Identify splenic IRF7 as nanotherapy target for tele-conditioning myocardial reperfusion injury

Abstract Sequestration of nanoparticles (NPs) by the mononuclear phagocyte systems challenges nanotherapy for cardiovascular diseases, due to conventionally perceived loss of therapeutic potency. Here, we revitalize cardiovascular nanotherapy through unlocking an alternative routine by re-directing nanomedicines to the spleen, leveraging its potential as a highly efficient and targeted site for remote conditioning, or tele-conditioning, myocardial reperfusion injury. The theoretical foundation underpinning is the spleen-genic nature of recruited monocytes upon myocardial reperfusion in acute-stage, which is confirmed through murine heterotopic spleen transplantation. Single-cell RNA-seq analysis identifies IRF7 as a pivotal mediator in the spleen-heart communication network, activated initially in the spleen and orchestrating functional changes in myocardial macrophages. Spleen correlated activation of IRF7 is also valid in clinically relevant myocardial reperfusion scenario in human. And in murine preclinical model, temporal inhibition of splenic IRF7 through the designed spleen targeting erythrosome engineered with targeting peptide RP182, termed as STEER NPs, mitigate the acute-stage innate immune responses and improve the cardiac function in long term.
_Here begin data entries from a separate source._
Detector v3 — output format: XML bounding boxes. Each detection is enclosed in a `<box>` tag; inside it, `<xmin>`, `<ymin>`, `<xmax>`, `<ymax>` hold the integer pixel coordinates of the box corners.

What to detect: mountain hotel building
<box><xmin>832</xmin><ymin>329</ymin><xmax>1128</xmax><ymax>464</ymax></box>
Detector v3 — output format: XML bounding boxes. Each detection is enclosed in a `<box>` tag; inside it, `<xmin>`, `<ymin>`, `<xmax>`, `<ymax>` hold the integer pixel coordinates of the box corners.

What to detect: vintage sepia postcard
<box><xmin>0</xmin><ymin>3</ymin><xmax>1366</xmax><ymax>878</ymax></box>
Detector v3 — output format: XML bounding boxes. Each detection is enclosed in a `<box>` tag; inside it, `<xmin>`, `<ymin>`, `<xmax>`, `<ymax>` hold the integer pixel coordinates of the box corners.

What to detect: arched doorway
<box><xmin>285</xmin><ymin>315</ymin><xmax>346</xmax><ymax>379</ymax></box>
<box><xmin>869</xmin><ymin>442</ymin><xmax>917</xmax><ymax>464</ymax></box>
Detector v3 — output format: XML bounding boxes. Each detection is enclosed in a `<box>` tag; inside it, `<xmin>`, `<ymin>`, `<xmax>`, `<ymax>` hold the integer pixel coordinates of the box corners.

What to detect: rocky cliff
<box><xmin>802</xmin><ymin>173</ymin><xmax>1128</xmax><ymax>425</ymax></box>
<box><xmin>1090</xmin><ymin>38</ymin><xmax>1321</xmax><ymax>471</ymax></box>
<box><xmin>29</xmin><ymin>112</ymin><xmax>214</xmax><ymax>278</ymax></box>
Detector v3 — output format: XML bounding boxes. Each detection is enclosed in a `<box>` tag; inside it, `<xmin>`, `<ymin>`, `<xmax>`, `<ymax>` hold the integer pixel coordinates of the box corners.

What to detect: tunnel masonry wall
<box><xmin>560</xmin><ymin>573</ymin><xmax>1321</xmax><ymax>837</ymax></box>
Contrarily, the therapeutic benefits are not observed from systemic inhibition, genetic knockout of IRF7 or absolute depletion of splenic monocytes, indicating the superiority of the NP-based targeted treatment settings. These findings establish the spleen as a naturally favored site for NP-based treatments, offering promising avenues for managing myocardial reperfusion injury.